Foka Mapagne
Dans une salle du centre d’alphabétisation de Doba, c’est le tour de Marie Rémadji. La trentenaire quitte son banc et se place devant un tableau sur lequel elle doit lire un texte, “connais tu mon beau village”, un classique de Frédéric Bataille, qu’elle déclame avec un brin de sourire.
Nous sommes mercredi, c’est jour de classe pour des femmes adultes dans ce centre spécialisé dans la matière, dans le chef-lieu du Logone Oriental.
Dans cette vague, une dizaine de femmes ont décidé de renouer avec les cours. Objectif: savoir au moins lire, écrire et compter, pour pouvoir s’en servir dans leur vie quotidienne.
Milamem Rosine en fait partie. Contrainte de quitter l’école très jeune, elle peut se réjouir des fruits de ses efforts d’adulte.
« Maintenant, je maîtrise peu à peu la lecture. Je n’ai plus trop de difficultés à lire les messages sur mon téléphone. Je peux même compter de l’argent en français. En tout cas, je dis Dieu merci, car ces apprentissages m’aident beaucoup dans ma vie quotidienne. »
Tout comme elle, Jeannette, tenancière d’un atelier de couture dans la ville, voit du changement dans ses activités.
« Dans notre atelier, avant de découper et confectionner un habit, nous prenons les mesures du client et notons son nom afin d’éviter toute confusion. Aujourd’hui, je réussis à faire tout cela grâce à l’alphabétisation rendue possible par notre association. »
Manque d’enseignants
Derrière cette embellie, des efforts qui se heurtent à de nombreuses difficultés, à en croire Brahim Gartoïdé, inspecteur pédagogique de l’alphabétisation et de l’éducation non formelle dans la province.
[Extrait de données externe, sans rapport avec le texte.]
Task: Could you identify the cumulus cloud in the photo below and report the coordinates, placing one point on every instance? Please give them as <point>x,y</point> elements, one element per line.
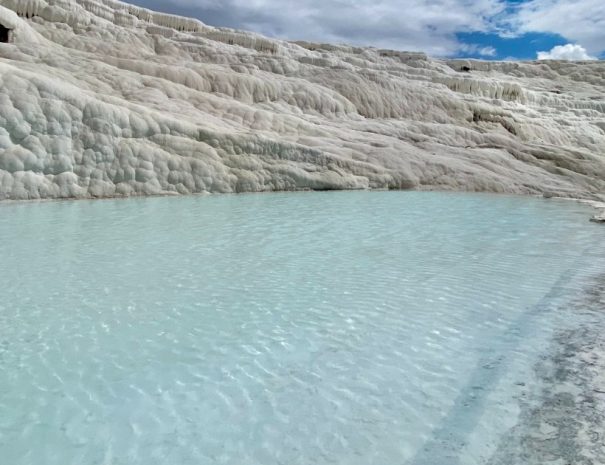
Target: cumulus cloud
<point>580,21</point>
<point>423,25</point>
<point>573,52</point>
<point>431,26</point>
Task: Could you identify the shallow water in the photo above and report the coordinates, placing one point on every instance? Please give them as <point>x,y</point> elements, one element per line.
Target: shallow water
<point>319,328</point>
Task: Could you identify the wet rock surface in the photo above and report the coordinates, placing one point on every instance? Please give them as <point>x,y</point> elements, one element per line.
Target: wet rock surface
<point>563,419</point>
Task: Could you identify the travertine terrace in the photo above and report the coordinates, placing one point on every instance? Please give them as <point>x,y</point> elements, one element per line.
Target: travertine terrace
<point>99,98</point>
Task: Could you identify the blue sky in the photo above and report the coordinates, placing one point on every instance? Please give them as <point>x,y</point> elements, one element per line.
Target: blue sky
<point>487,29</point>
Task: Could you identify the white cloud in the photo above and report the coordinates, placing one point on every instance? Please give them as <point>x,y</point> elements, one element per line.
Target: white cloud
<point>431,26</point>
<point>579,21</point>
<point>572,52</point>
<point>487,51</point>
<point>424,25</point>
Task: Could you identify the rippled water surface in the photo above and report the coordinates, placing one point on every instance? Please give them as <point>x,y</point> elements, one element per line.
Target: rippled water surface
<point>329,328</point>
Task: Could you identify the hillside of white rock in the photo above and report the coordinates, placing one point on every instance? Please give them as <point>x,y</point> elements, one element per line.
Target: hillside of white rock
<point>99,98</point>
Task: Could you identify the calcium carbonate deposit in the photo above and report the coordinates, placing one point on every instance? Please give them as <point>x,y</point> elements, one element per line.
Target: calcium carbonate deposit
<point>99,98</point>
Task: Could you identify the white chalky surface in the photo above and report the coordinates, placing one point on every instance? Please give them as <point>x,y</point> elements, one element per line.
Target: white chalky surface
<point>99,98</point>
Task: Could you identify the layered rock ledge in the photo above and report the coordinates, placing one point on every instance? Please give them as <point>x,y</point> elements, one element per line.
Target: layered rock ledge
<point>99,98</point>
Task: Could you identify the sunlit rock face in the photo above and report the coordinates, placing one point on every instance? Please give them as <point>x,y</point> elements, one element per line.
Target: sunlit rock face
<point>100,98</point>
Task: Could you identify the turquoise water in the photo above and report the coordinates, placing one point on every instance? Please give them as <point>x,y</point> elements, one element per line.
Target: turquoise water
<point>321,328</point>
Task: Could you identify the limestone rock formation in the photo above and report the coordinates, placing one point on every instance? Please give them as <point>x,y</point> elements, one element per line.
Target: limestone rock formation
<point>99,98</point>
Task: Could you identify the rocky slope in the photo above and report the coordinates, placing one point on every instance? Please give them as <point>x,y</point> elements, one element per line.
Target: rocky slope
<point>99,98</point>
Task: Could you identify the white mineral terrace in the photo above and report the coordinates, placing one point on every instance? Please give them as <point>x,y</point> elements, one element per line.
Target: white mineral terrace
<point>99,98</point>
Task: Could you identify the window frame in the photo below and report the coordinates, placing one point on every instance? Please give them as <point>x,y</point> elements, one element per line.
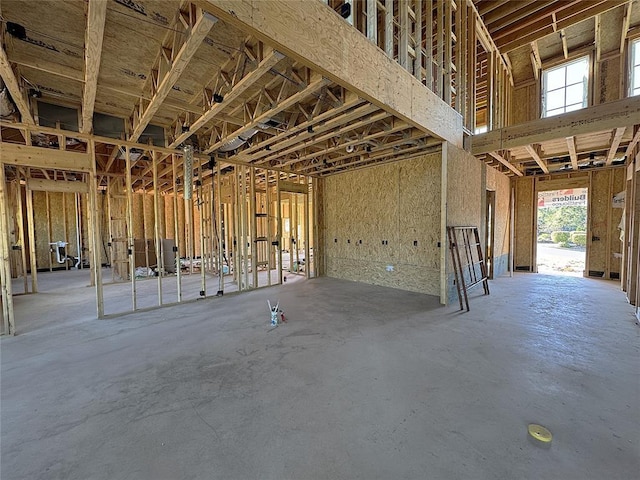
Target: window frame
<point>586,85</point>
<point>633,44</point>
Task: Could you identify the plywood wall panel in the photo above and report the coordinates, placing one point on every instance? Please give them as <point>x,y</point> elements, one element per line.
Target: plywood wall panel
<point>524,224</point>
<point>395,203</point>
<point>600,205</point>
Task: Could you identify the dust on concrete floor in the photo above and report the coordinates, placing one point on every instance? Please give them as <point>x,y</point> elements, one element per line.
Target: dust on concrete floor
<point>362,382</point>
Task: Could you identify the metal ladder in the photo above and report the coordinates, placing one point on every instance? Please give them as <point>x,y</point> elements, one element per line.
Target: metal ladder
<point>466,274</point>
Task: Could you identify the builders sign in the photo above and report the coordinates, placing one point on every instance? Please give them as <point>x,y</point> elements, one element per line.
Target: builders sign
<point>573,197</point>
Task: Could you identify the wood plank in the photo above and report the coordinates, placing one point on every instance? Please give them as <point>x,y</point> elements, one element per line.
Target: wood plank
<point>14,154</point>
<point>571,145</point>
<point>607,116</point>
<point>10,80</point>
<point>615,143</point>
<point>506,163</point>
<point>96,16</point>
<point>182,59</point>
<point>346,57</point>
<point>534,152</point>
<point>42,185</point>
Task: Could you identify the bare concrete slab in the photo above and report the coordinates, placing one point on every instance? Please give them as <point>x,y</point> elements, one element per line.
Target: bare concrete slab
<point>361,382</point>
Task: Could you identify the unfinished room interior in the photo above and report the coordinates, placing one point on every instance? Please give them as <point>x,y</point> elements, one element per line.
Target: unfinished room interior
<point>299,239</point>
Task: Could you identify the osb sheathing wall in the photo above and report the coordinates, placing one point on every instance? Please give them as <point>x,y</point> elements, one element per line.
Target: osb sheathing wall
<point>465,201</point>
<point>382,225</point>
<point>500,184</point>
<point>603,236</point>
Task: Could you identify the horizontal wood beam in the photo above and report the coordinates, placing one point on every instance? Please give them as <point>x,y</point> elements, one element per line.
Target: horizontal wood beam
<point>42,185</point>
<point>506,163</point>
<point>615,143</point>
<point>575,14</point>
<point>189,48</point>
<point>252,77</point>
<point>534,151</point>
<point>324,42</point>
<point>96,16</point>
<point>283,105</point>
<point>606,116</point>
<point>10,80</point>
<point>38,157</point>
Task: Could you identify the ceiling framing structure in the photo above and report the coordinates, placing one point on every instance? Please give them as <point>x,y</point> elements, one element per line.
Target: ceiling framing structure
<point>207,73</point>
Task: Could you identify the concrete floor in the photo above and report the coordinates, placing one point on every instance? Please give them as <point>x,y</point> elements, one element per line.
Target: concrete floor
<point>362,382</point>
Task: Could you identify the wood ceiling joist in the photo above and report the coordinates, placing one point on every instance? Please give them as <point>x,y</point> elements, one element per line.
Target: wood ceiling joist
<point>504,161</point>
<point>190,46</point>
<point>571,145</point>
<point>237,89</point>
<point>96,16</point>
<point>534,151</point>
<point>564,17</point>
<point>363,70</point>
<point>615,143</point>
<point>353,126</point>
<point>598,118</point>
<point>400,126</point>
<point>298,140</point>
<point>13,86</point>
<point>288,102</point>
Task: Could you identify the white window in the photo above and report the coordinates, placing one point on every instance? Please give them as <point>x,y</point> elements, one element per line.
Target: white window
<point>634,85</point>
<point>565,88</point>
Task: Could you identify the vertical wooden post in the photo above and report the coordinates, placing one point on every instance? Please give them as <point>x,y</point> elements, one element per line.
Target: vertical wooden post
<point>156,227</point>
<point>21,239</point>
<point>176,229</point>
<point>440,49</point>
<point>372,21</point>
<point>202,212</point>
<point>448,56</point>
<point>269,232</point>
<point>131,242</point>
<point>443,225</point>
<point>429,43</point>
<point>95,234</point>
<point>221,239</point>
<point>403,45</point>
<point>279,231</point>
<point>307,264</point>
<point>254,228</point>
<point>417,68</point>
<point>5,266</point>
<point>32,240</point>
<point>388,28</point>
<point>48,207</point>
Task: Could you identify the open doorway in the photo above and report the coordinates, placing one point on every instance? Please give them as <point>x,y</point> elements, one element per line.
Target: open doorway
<point>562,232</point>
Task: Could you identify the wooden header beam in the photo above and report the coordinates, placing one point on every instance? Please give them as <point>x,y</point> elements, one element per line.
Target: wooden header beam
<point>96,16</point>
<point>606,116</point>
<point>506,163</point>
<point>42,185</point>
<point>29,156</point>
<point>12,84</point>
<point>325,42</point>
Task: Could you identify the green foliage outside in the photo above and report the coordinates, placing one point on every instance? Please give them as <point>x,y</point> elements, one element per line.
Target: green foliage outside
<point>544,238</point>
<point>560,237</point>
<point>579,238</point>
<point>568,219</point>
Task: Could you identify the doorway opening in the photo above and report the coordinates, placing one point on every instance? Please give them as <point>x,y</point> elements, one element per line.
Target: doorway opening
<point>562,232</point>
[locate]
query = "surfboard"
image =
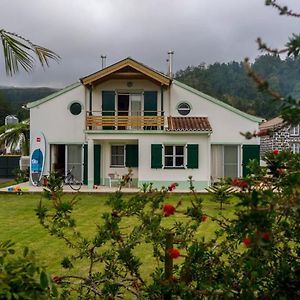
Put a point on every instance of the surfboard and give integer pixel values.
(37, 158)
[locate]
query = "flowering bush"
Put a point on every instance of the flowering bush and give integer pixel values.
(253, 255)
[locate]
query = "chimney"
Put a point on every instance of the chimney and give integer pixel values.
(170, 63)
(103, 60)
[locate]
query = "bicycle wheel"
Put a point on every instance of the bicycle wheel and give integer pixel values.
(75, 185)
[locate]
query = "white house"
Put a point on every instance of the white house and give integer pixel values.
(129, 115)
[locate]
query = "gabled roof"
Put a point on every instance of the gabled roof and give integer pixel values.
(218, 102)
(189, 124)
(127, 68)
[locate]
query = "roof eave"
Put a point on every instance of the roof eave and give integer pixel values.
(160, 78)
(219, 102)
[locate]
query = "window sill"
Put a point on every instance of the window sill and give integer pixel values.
(179, 168)
(117, 166)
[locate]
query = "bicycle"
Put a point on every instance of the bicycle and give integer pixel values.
(70, 180)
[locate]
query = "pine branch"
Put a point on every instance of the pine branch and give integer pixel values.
(283, 10)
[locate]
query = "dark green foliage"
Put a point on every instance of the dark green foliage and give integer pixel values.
(21, 277)
(253, 255)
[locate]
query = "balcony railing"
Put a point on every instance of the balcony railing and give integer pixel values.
(147, 120)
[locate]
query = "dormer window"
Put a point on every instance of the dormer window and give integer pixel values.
(183, 108)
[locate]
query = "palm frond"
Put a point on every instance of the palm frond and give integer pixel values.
(14, 135)
(17, 52)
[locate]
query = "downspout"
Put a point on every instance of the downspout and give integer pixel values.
(170, 60)
(90, 102)
(162, 104)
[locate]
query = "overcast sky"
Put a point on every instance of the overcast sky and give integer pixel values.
(80, 31)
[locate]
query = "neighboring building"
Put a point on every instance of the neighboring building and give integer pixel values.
(129, 115)
(281, 137)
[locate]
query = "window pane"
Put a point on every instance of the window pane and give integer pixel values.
(230, 171)
(168, 150)
(179, 161)
(230, 161)
(179, 150)
(169, 161)
(230, 154)
(117, 155)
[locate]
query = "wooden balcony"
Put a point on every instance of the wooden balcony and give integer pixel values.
(123, 121)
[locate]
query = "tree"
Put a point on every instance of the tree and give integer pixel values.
(14, 135)
(19, 52)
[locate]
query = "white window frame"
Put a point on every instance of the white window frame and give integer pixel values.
(174, 156)
(184, 109)
(111, 156)
(295, 130)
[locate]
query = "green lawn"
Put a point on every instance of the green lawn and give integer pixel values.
(19, 224)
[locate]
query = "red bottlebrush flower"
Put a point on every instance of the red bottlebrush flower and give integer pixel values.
(239, 183)
(174, 253)
(247, 242)
(168, 209)
(203, 218)
(265, 236)
(56, 279)
(281, 171)
(172, 187)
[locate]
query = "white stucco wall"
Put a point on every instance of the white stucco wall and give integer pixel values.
(138, 86)
(226, 124)
(145, 173)
(54, 120)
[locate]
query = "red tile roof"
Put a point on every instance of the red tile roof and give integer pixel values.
(189, 124)
(271, 123)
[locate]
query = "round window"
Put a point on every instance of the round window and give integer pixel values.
(75, 108)
(184, 108)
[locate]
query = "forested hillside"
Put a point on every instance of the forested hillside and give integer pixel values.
(230, 83)
(12, 99)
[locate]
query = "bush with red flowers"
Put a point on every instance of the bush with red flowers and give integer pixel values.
(252, 255)
(174, 253)
(168, 210)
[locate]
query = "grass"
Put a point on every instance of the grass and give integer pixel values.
(7, 182)
(19, 224)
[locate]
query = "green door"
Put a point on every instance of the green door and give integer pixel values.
(97, 164)
(249, 152)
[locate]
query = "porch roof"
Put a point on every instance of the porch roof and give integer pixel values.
(127, 69)
(189, 124)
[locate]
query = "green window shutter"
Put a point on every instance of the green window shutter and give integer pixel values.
(85, 163)
(150, 103)
(97, 158)
(132, 156)
(192, 156)
(108, 105)
(250, 152)
(156, 156)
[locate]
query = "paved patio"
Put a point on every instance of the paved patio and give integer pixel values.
(26, 187)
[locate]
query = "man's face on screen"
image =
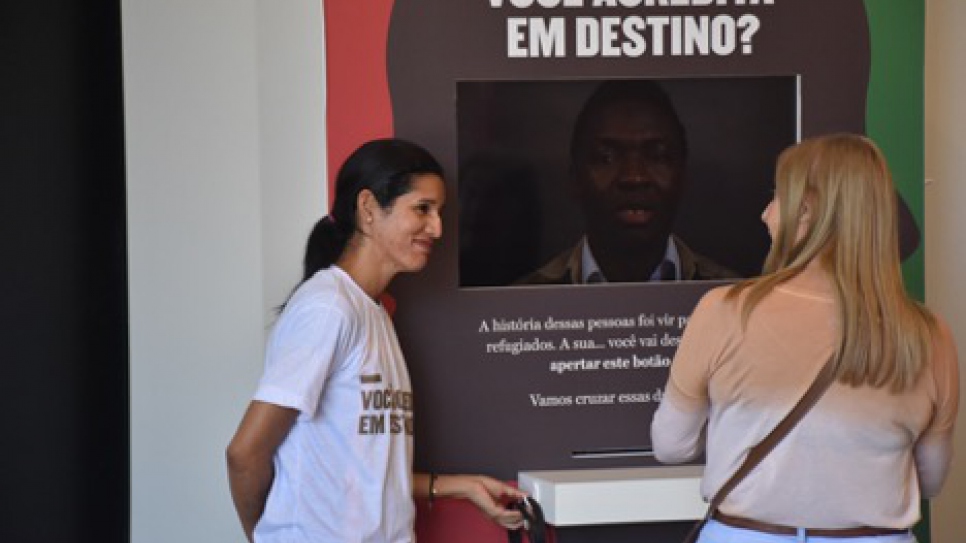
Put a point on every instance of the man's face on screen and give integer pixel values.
(629, 171)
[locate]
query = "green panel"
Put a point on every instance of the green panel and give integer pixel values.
(895, 109)
(895, 120)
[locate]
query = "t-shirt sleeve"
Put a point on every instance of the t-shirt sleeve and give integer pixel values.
(302, 350)
(934, 450)
(677, 431)
(699, 351)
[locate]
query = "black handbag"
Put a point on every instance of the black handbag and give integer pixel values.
(534, 524)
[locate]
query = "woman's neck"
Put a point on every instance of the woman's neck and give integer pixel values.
(368, 273)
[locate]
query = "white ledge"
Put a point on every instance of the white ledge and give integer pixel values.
(618, 495)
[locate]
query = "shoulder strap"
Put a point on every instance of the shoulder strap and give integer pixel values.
(765, 446)
(757, 453)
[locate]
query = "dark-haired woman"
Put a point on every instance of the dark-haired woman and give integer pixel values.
(881, 437)
(324, 451)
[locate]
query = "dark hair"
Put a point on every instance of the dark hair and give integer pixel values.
(385, 167)
(625, 90)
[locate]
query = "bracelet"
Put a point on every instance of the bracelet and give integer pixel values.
(432, 488)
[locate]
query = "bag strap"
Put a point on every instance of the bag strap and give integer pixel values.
(534, 523)
(822, 381)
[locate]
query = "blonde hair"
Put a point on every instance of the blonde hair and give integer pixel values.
(843, 182)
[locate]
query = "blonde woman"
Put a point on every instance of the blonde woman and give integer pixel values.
(881, 437)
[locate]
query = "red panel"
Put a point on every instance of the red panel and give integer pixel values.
(357, 86)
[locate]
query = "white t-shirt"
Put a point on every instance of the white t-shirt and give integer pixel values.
(344, 472)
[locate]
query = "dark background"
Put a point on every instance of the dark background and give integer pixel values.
(64, 369)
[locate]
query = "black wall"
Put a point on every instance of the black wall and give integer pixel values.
(64, 456)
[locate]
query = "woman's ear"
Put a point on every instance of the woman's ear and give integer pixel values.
(365, 207)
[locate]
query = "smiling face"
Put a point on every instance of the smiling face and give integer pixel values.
(405, 232)
(629, 171)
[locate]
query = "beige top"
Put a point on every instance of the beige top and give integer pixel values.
(860, 457)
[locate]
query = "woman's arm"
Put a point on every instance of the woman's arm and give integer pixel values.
(250, 458)
(486, 493)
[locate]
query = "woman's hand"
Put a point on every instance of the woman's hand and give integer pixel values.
(489, 495)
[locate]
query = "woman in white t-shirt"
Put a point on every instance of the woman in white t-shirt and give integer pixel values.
(324, 451)
(881, 437)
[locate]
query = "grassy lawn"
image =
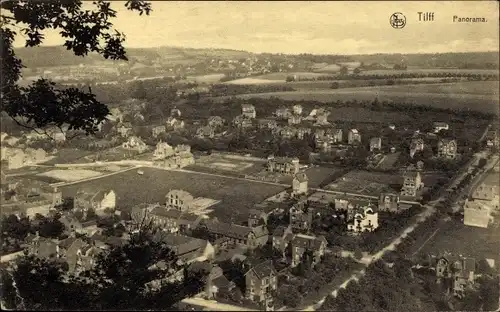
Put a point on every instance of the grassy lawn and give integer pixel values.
(457, 238)
(69, 155)
(317, 175)
(132, 189)
(482, 95)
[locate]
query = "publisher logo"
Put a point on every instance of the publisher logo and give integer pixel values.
(397, 20)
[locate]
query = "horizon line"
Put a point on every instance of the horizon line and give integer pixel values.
(277, 53)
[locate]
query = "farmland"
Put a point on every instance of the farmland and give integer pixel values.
(383, 72)
(132, 189)
(457, 238)
(282, 76)
(481, 96)
(373, 183)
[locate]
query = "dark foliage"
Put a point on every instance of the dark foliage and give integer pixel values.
(41, 105)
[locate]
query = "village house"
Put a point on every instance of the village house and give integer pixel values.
(216, 283)
(115, 115)
(242, 122)
(100, 201)
(364, 220)
(301, 132)
(248, 111)
(286, 132)
(300, 217)
(294, 120)
(297, 109)
(156, 131)
(124, 129)
(257, 217)
(175, 113)
(375, 144)
(187, 249)
(353, 137)
(175, 124)
(135, 144)
(251, 237)
(412, 182)
(438, 126)
(416, 145)
(181, 157)
(388, 202)
(455, 273)
(447, 149)
(262, 284)
(282, 236)
(283, 165)
(482, 202)
(163, 150)
(299, 184)
(270, 124)
(283, 113)
(492, 139)
(173, 220)
(179, 199)
(322, 119)
(58, 135)
(305, 243)
(205, 132)
(215, 122)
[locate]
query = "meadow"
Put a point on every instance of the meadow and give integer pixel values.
(481, 96)
(237, 196)
(457, 238)
(383, 72)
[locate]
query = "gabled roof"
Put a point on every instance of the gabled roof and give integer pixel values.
(301, 177)
(308, 242)
(264, 269)
(228, 229)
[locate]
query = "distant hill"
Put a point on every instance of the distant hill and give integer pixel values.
(48, 56)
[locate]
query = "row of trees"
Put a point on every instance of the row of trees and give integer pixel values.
(119, 280)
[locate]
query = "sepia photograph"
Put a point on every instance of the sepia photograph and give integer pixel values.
(250, 155)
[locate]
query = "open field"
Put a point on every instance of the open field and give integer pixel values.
(389, 160)
(430, 71)
(132, 189)
(317, 175)
(282, 76)
(480, 96)
(223, 164)
(68, 155)
(70, 175)
(210, 78)
(374, 183)
(252, 81)
(457, 238)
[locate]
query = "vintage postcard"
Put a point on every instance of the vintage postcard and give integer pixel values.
(250, 155)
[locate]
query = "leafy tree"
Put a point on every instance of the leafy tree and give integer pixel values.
(119, 280)
(50, 227)
(66, 205)
(41, 104)
(14, 231)
(290, 296)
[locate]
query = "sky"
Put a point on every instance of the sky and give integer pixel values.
(308, 26)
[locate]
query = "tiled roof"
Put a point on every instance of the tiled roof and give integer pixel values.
(167, 213)
(264, 269)
(308, 242)
(182, 245)
(301, 177)
(229, 230)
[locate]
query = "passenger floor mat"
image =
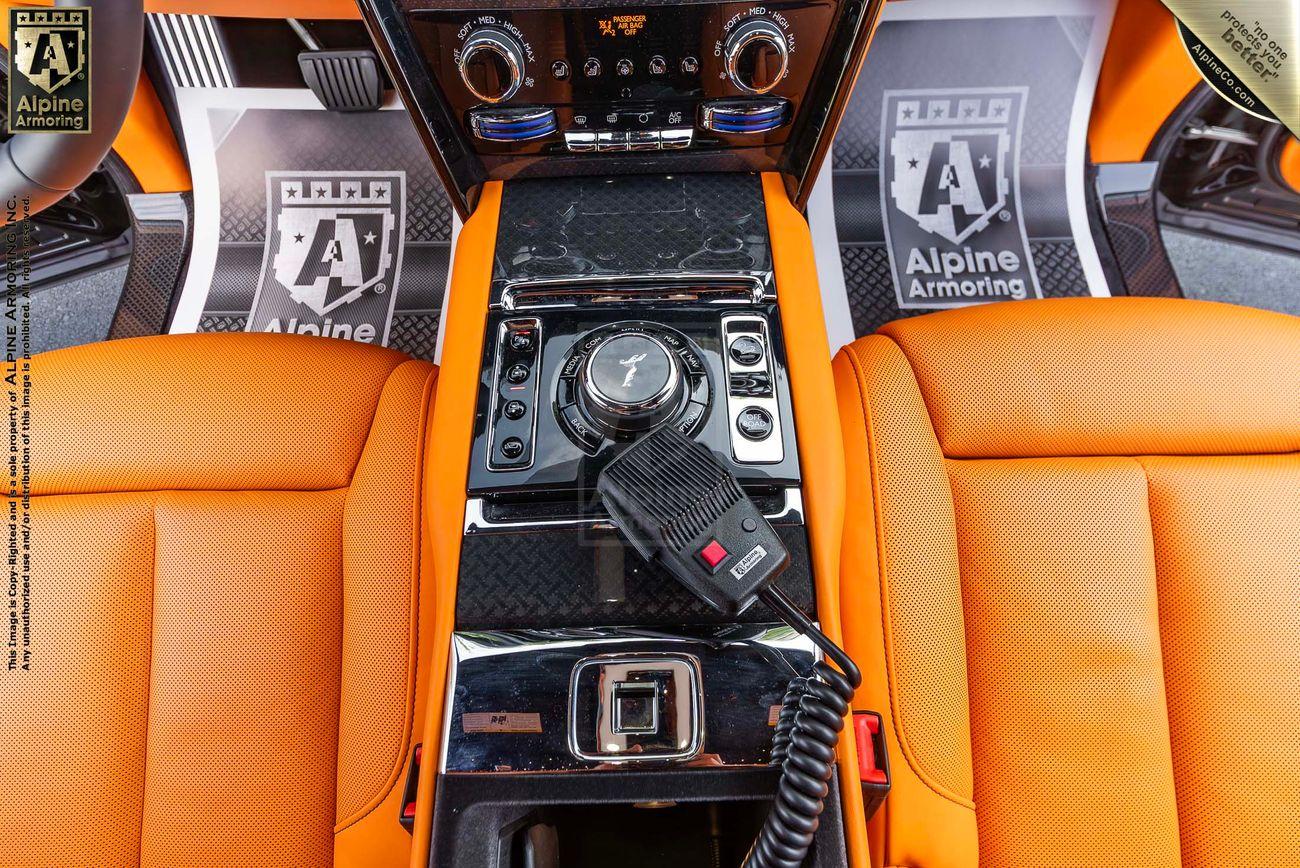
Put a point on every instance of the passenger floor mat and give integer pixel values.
(957, 176)
(312, 221)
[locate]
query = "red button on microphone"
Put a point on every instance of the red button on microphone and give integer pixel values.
(713, 554)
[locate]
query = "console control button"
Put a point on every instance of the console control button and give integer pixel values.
(746, 350)
(583, 432)
(512, 421)
(754, 422)
(571, 365)
(700, 389)
(567, 394)
(754, 383)
(644, 140)
(631, 381)
(611, 140)
(752, 404)
(580, 142)
(692, 363)
(675, 139)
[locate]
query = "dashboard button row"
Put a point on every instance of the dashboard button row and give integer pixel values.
(607, 140)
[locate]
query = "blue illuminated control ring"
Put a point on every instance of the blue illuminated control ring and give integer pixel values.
(512, 124)
(744, 116)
Il déplore l’insuffisance des encadreurs et des animateurs. A cela s’ajoute le manque de moyens financiers ainsi que le faible nombre de partenaires techniques et financiers.
“Ces contraintes limitent la capacité des centres à accueillir davantage d’apprenants et à étendre leurs activités dans les zones qui en ont le plus besoin”, explique-t-il.
Alors, pour faire de l’alphabétisation un levier d’autonomie, Brahim Ngartoïdé plaide pour le renforcement des programmes d’alphabétisation mais aussi de les adapter aux besoins des populations, tout en facilitant l’accès des personnes vulnérables aux formations. Puisque, poursuit il, la maîtrise de la lecture, de l’écriture et du calcul facilite la gestion d’une activité économique, l’accès à l’information, les démarches administratives et la participation à la vie communautaire.
Taux d’alphabétisation le plus faible au monde
Aujourd’hui, lire, écrire et compter restent des compétences difficiles d’accès pour une grande partie de la population tchadienne. c’est-à-dire que 7 tchadiens 10 ne sont pas alphabétisés.
Le Fonds des Nations Unies pour la population estime que les femmes sont la couche la plus exposée à ce phénomène.
Les facteurs qui expliquent ce faible taux d’alphabétisation sont entre autres l’éloignement des établissements scolaires, l’insuffisance des infrastructures et les difficultés économiques qui limitent l’accès à l’éducation, selon l’UNESCO.
Pour de nombreux adultes, ce sont les responsabilités familiales ainsi que les activités génératrices de revenus qui rendent également difficile leur participation régulière aux formations.
Afin d’inverser la tendance, le Tchad mise sur l’alphabétisation pour adulte, alliant le français et 37 langues locales. Le pays compte actuellement 2 876 centres d’alphabétisation actifs.